The average person has no idea of the obstacles the homeless face and I hoped I have addressed some of them. Enough to educate a little.

When I went onto the streets in October 2003, I was a fractured person. I still am but starting to put the pieces together. I was lucky. But there are many out there who are not so lucky.

They have been damaged for many different reasons. Each homeless person is a story onto him/herself. Yet once you become homeless, a stigma becomes attached to you. Something that is difficult to removed

And it follows you. People are incredulous when they find out I’ve been homeless. Yet what they see is the outside Loekie, not the inside Loekie. At work, I have one mask and while I am at Brutopia, I have another. But here, instead of a solid mask, I am trying to present a translucent mask.
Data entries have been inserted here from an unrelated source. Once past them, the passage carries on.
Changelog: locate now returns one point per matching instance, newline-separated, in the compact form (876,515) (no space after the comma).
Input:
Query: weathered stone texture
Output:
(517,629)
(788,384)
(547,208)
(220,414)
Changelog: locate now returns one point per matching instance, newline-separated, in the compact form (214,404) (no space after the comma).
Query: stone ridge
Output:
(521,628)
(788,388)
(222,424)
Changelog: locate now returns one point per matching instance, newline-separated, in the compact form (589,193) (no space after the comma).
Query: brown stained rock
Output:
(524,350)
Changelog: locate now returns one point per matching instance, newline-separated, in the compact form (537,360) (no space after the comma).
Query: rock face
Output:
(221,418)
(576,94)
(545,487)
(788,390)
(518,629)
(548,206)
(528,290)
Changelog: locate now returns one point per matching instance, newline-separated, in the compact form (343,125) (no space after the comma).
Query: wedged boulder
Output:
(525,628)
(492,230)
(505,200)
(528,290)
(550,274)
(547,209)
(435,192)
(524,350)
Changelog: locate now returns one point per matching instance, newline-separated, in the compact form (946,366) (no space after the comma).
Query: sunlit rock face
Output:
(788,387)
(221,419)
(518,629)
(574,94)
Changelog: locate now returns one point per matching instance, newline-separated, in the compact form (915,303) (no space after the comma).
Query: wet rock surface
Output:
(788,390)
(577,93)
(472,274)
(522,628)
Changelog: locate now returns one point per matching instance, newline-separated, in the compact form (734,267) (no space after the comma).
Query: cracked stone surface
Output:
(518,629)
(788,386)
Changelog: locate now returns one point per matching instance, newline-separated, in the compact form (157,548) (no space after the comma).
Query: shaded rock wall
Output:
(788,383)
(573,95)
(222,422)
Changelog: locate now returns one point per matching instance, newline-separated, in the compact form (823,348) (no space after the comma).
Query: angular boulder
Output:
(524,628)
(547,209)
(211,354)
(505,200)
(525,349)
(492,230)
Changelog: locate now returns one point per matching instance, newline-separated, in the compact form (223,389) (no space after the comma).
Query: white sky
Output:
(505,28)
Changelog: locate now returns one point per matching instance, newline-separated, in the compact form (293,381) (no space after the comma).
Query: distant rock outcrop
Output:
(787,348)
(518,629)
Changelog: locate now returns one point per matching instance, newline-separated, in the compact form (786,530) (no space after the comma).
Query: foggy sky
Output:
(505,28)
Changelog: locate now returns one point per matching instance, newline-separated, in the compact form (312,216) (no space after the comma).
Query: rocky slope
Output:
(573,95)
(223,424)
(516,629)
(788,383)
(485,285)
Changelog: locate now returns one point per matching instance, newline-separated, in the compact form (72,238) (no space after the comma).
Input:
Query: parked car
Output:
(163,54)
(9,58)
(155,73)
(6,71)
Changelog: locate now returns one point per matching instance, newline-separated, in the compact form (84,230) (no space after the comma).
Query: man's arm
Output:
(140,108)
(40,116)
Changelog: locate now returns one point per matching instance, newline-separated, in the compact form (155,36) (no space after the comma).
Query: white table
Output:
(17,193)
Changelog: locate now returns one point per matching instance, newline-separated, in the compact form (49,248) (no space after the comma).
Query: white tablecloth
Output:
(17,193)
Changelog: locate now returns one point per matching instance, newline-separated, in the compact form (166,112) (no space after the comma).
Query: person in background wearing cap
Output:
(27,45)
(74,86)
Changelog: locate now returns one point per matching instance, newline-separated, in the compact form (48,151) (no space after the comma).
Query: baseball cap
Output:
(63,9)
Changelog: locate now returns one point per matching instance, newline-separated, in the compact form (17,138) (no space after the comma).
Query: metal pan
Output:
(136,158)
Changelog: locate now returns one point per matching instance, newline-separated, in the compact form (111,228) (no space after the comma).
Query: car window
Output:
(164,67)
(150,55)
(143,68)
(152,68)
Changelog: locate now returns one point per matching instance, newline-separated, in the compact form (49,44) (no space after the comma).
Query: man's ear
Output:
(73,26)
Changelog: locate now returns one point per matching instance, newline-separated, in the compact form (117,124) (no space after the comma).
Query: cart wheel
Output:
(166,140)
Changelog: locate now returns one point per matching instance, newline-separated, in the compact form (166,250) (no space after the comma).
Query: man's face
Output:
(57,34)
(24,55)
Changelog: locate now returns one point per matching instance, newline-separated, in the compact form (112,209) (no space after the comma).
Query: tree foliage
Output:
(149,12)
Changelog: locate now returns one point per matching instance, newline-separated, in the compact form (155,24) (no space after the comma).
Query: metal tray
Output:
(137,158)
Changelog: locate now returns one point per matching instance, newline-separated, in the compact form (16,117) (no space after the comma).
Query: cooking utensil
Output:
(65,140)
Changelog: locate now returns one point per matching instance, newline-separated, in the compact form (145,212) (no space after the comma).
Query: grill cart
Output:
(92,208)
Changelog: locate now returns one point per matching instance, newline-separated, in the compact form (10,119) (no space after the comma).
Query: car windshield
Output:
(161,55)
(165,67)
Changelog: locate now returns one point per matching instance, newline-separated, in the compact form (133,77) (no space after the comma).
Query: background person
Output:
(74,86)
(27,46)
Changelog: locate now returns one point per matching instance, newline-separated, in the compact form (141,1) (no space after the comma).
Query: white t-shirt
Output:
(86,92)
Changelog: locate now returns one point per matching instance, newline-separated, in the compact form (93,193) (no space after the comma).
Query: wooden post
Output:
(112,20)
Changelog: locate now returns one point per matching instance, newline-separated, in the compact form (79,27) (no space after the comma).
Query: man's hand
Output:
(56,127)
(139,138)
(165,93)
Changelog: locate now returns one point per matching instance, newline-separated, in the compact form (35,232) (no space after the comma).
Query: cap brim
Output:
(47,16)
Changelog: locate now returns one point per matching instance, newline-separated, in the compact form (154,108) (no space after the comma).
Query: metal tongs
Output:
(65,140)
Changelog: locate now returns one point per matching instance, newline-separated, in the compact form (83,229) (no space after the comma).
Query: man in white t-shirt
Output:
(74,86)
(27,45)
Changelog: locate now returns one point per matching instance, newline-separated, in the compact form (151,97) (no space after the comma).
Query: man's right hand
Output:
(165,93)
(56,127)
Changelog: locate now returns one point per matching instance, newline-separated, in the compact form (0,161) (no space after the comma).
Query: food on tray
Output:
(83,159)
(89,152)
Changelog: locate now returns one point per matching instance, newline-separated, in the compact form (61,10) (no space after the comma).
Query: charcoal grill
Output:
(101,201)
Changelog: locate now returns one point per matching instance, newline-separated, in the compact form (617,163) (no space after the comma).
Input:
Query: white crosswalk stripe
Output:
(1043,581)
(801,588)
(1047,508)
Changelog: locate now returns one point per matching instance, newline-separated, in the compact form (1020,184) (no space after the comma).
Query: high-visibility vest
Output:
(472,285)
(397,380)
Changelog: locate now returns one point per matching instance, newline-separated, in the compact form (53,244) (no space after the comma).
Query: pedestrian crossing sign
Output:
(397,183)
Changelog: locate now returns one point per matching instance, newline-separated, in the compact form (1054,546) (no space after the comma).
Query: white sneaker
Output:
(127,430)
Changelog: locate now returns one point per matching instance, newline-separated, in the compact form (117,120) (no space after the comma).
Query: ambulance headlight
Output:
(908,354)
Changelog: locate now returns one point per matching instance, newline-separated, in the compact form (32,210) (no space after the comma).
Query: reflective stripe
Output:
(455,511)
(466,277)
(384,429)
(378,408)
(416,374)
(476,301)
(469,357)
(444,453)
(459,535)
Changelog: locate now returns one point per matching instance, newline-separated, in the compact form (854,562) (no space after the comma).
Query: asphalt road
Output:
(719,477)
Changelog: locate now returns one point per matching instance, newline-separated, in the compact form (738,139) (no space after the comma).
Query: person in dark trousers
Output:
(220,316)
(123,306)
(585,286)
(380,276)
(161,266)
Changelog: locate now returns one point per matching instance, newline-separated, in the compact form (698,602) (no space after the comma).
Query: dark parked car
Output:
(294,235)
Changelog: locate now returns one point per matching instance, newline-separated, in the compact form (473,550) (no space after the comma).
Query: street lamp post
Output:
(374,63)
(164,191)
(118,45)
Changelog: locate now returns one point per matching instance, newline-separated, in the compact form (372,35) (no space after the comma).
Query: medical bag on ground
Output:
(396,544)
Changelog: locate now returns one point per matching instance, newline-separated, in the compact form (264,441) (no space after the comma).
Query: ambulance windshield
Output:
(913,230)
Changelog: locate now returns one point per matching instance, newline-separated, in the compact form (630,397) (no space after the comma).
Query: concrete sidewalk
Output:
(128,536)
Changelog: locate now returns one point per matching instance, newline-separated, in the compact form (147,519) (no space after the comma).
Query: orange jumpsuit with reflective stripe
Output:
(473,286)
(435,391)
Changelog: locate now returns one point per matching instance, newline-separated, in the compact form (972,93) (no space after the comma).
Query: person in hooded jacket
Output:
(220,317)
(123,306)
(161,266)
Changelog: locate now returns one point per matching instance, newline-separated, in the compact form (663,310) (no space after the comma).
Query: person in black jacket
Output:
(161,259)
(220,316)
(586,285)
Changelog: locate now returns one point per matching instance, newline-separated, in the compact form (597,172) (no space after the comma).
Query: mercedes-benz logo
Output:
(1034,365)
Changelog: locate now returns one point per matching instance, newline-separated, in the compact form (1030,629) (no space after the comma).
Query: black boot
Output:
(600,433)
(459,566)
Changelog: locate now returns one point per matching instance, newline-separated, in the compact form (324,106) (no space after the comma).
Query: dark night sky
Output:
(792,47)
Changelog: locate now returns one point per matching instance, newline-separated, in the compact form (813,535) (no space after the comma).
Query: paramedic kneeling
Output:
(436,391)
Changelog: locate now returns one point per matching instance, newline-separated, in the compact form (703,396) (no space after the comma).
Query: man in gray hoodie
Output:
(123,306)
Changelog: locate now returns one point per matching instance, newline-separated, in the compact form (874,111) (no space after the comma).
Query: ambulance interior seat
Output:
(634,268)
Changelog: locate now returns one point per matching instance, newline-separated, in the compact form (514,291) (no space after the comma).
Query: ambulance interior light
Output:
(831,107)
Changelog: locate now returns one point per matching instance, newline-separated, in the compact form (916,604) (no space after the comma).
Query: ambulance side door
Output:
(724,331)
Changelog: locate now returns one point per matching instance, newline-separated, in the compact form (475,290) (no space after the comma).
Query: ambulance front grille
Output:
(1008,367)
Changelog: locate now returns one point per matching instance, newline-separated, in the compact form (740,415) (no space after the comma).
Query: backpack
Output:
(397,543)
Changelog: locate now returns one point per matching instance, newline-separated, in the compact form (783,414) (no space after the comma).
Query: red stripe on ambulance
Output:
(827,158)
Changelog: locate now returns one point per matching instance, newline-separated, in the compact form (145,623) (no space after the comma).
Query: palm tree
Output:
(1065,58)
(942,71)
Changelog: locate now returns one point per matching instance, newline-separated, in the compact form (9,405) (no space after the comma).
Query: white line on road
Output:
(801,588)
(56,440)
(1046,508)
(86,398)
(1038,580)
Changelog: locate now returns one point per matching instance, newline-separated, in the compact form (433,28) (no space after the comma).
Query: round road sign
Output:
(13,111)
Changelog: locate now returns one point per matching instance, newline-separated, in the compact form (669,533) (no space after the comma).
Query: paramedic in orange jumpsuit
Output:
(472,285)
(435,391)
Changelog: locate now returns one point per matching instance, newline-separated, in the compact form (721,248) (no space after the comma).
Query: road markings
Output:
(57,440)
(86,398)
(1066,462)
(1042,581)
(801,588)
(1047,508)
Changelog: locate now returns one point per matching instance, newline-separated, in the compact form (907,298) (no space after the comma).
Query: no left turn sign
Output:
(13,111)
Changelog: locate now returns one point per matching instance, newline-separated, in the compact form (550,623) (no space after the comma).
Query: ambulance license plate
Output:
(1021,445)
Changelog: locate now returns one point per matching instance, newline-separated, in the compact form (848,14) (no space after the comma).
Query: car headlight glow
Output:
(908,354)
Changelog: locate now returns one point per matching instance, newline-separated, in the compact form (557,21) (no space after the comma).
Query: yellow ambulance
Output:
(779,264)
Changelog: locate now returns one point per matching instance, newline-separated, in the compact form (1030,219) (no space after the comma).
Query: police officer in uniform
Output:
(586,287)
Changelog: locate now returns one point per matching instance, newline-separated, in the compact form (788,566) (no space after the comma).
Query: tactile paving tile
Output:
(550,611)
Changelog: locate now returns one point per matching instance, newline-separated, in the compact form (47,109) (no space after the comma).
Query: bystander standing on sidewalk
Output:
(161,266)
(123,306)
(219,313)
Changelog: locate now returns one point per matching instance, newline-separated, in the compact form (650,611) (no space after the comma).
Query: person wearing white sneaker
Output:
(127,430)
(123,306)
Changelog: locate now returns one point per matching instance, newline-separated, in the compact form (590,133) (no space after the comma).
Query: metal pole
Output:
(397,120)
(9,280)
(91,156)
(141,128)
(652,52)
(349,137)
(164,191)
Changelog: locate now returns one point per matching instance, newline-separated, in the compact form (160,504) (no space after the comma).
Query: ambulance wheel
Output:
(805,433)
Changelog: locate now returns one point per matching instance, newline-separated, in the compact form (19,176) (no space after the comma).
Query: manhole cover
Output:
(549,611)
There are areas of me I have hard enough time revealing to myself, let alone anyone else.

My goal, the past while, was to scratch the surface on the issue of the homeless. It was meant to be one post but grew. And now, maybe I can go back and make it into some sort of article or short book for publication. It may start like:
As I walked through the doors of the Place D’Armes Metro, I thought I had hit rock bottom. If I had a sense I was just starting, I would not crossed an empty parking lot to the awaiting squat, non-descript gray five story building.

Before I leave, I want to spend another couple of words on me and then back to the subject at hand.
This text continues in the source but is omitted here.